Ja jestem w ciąży po raz pierwszy, w ogóle nie myślę o cc i nawet nie chcę się na tym "sposobie" skupiać - no chyba, że lekarz zdecyduje inaczej, lub sytuacja się skomplikuje.. Studiowałam zdrowie publiczne, dużo przedmiotów było poświęconych ciężarnym i wszystkim sprawom z tym związanych. Jednak dla mnie więcej jest argumentów "za" rodzeniem naturalnym - zarówno jeżeli chodzi o matkę, ale przede wszystkim o dziecko.
Każda z nas jest panią własnego losu i może decydować jak chce. Obyśmy wybrały jak najlepiej ;)

Ja powoli wracam "do obiegu", spaceruję z psiakiem, gotuję i ogarniam chałupkę. Dzisiaj ogórkowa, mniam mniam.
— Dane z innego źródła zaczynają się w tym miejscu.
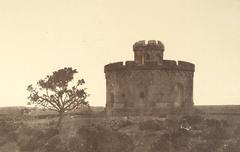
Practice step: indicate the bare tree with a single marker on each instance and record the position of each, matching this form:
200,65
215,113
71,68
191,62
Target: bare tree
55,93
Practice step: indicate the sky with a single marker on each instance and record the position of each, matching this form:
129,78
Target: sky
38,37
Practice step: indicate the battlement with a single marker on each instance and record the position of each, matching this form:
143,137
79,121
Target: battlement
152,45
151,65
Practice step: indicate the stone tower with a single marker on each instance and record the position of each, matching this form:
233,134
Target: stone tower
149,85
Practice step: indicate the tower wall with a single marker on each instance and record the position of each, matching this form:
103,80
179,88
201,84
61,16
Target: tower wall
150,88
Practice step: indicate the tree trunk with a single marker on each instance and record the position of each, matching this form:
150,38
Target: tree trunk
60,118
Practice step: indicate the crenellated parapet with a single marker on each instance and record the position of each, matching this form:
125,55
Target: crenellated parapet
149,84
151,65
150,45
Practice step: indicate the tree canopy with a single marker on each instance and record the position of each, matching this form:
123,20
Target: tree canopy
56,93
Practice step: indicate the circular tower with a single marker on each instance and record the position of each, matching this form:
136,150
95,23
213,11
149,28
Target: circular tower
149,85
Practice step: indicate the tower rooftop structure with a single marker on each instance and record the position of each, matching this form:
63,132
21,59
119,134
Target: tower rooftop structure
149,84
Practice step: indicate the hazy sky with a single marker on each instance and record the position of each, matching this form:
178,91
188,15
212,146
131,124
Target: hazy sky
41,36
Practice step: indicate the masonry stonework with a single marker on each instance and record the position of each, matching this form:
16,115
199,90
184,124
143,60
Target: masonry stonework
149,85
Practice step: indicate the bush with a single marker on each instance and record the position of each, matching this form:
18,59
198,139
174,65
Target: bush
55,144
151,125
31,139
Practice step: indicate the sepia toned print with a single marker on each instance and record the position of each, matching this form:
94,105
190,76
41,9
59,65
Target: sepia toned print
119,76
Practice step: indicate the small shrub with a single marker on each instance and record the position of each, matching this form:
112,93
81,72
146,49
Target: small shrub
151,125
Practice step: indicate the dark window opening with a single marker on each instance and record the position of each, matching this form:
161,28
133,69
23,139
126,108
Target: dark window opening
112,98
142,95
158,56
147,56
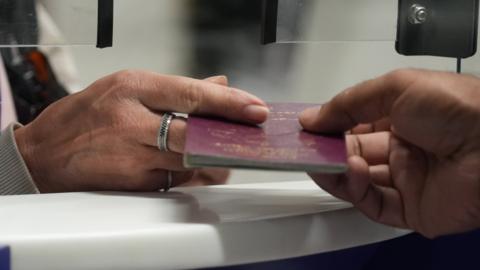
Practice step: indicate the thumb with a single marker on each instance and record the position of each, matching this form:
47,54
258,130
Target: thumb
365,103
221,80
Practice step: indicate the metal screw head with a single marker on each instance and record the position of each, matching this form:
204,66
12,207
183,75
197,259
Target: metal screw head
418,14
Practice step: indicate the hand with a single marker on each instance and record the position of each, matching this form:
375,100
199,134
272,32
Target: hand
104,138
414,152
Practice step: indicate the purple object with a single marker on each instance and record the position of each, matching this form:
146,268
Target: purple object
278,144
4,258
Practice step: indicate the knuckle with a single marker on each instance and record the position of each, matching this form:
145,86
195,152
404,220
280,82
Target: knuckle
192,97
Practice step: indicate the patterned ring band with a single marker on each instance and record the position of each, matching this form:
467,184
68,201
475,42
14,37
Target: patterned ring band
162,137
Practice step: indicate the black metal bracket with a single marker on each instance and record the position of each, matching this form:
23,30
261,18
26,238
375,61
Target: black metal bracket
269,21
105,24
439,28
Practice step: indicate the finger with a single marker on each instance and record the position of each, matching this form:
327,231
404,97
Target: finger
365,103
381,176
166,160
381,204
186,95
379,126
374,147
222,80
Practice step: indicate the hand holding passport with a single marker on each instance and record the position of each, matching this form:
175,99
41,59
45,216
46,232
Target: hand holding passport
278,144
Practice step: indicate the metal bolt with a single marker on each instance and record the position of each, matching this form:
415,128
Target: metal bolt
418,14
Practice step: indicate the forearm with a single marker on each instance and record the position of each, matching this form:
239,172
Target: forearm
14,175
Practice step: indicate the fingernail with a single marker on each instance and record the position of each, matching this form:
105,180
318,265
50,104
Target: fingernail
218,79
309,115
256,113
310,112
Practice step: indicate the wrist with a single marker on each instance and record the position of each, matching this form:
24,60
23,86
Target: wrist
27,150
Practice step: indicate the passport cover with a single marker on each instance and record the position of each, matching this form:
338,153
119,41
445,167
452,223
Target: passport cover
278,144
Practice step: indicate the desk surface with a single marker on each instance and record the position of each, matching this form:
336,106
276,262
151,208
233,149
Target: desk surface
187,228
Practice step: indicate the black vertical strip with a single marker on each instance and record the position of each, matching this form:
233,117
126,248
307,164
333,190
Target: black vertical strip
105,24
269,21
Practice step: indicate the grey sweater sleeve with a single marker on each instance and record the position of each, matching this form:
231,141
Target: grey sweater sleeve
14,175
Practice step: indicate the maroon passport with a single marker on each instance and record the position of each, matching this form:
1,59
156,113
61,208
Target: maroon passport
278,144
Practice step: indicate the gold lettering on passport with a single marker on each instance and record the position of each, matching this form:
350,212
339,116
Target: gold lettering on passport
259,152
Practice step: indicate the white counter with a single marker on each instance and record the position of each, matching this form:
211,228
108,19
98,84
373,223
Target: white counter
187,228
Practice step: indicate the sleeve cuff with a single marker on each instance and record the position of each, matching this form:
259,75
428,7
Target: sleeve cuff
14,175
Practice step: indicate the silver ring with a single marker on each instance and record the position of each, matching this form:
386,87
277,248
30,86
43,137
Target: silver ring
162,137
169,181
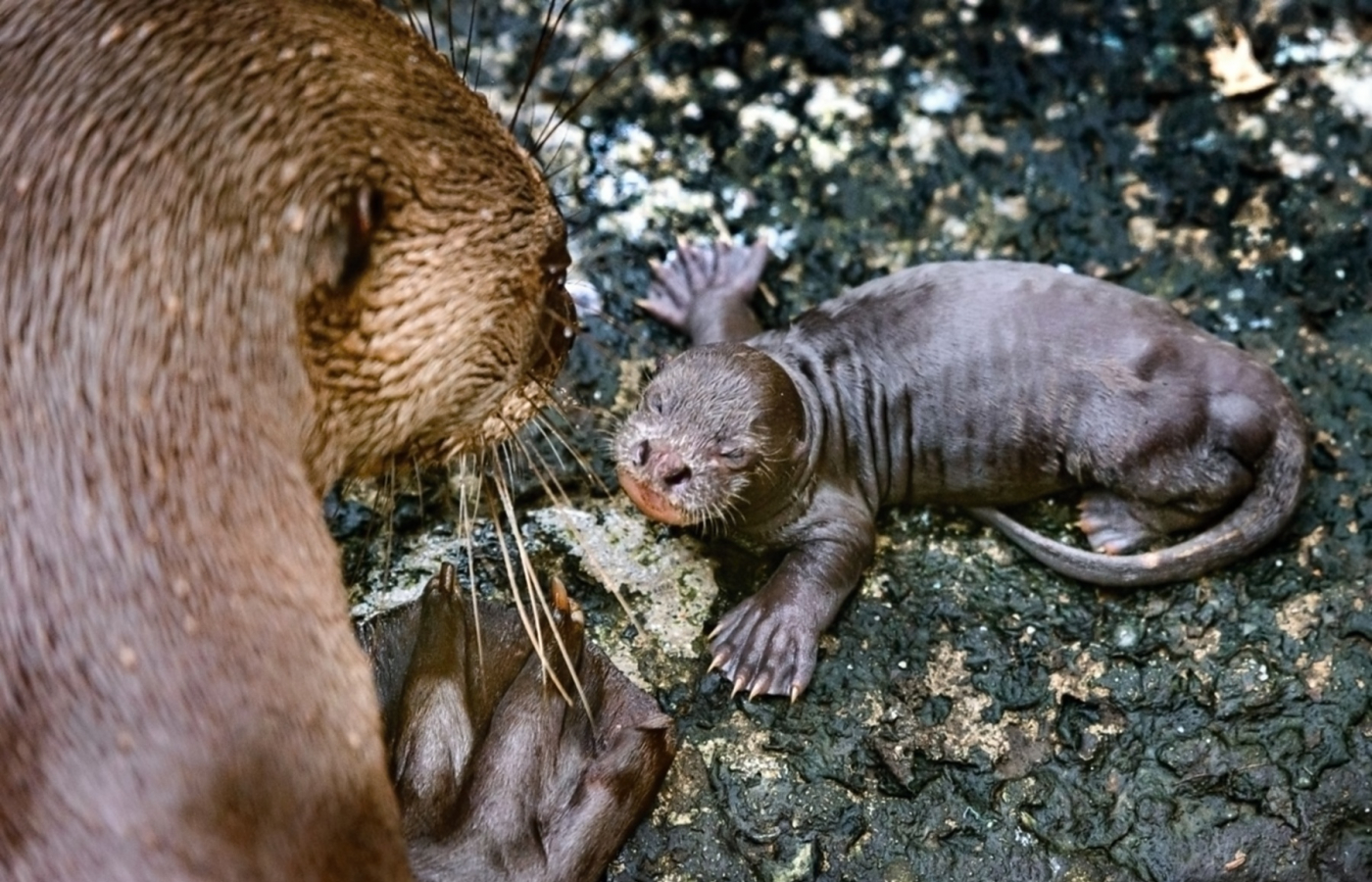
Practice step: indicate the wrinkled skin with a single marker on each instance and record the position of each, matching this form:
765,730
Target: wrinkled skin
249,247
977,384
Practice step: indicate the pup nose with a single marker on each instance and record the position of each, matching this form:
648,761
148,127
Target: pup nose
671,469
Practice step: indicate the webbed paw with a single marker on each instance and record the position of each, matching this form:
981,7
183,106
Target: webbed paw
498,776
1110,525
765,648
703,277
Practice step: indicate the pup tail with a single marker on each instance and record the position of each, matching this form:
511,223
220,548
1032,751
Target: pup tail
1255,521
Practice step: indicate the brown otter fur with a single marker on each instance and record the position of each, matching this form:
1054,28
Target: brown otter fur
247,247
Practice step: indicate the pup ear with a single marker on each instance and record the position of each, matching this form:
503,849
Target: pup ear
345,251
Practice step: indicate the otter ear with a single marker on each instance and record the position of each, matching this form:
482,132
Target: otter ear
345,253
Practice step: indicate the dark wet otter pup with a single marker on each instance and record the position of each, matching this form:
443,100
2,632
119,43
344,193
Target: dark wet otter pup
976,384
247,247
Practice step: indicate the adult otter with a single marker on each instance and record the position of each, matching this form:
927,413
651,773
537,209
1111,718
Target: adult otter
978,384
247,247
Dziewczyny, dajcie znać jak będziecie po wizytach ;)
 
reklama
Witam sie leniwie..

Widze ze dyskusja o sn i cc. Chyba wszystko zostalo powiedziane juz. Ja rodzilam sn i mam dobre wspomnienia teraz tez wolalabym sn i mam nadzieje ze tak bedzie.

Wizyte mam w sobote i juz przebieram nogami ze stresu.

A po za tym mam takiego lenia ze nie chce mi sie nawet palcem ruszyc, podzielcie sie energia jesli ktoras ma na zbyciu.